Myerson's statuesque beauty (she was 5-foot-10) was just the outer wrapping of a big brain, musical talent and sharp wit that made her a standout first in the new world of television (black-and-white) and later the changing standards of American life.
She played piano and flute, graduating from Hunter College with a degree in music and later doing master's studies at the famed Juilliard School. She knew how to get to Carnegie Hall; she was a guest piano soloist with the New York Philharmonic, according to the New York Times, which first reported her death.
From 1958 to 1967, she appeared on the celebrity quiz show I've Got a Secret, in which panelists tried to guess what was unusual, amazing, embarrassing or humorous about a contestant. She also leveraged her popularity, appearing in commercials and ads to pitch a variety of products.
In 1969, New York Mayor John Lindsay named her the city's first commissioner of Consumer Affairs, and during her four years Myerson pushed through such landmark consumer protections as "sell-by" dates and unit pricing.
She served as an adviser to presidents Lyndon Johnson, Gerald Ford and Jimmy Carter. She helped get friend Ed Koch elected mayor in 1977, and he named her the city's cultural commissioner in 1983. She lost a bid for the Democratic nomination for the U.S. Senate in 1980.
Then, scandal tarnished Myerson.
In what was dubbed "the Bess Mess," Myerson was swept up in a federal conflict-of-interest investigation involving her married lover, a sewage contractor who did business with the city and was deep into a bitter divorce. She, her lover and a judge handling his divorce were indicted on bribery, conspiracy, obstruction and other charges.

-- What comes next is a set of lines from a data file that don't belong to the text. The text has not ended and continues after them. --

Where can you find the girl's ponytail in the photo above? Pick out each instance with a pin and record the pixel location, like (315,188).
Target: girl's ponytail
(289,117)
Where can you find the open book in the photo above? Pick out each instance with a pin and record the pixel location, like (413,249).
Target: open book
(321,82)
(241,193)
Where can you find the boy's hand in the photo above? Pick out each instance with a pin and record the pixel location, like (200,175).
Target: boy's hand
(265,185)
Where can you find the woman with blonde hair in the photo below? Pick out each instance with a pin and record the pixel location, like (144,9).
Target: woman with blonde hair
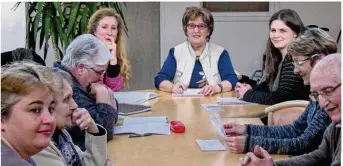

While awaiting trial in 1988, she was arrested for shoplifting in a Pennsylvania department store. She pleaded guilty and was fined.
Months later, she and her co-defendants were all acquitted, but the damage to her reputation was done, and she vanished from the limelight.
Myerson was married three times, divorced twice. She is survived by her daughter, Barra Carol Grant Reilly.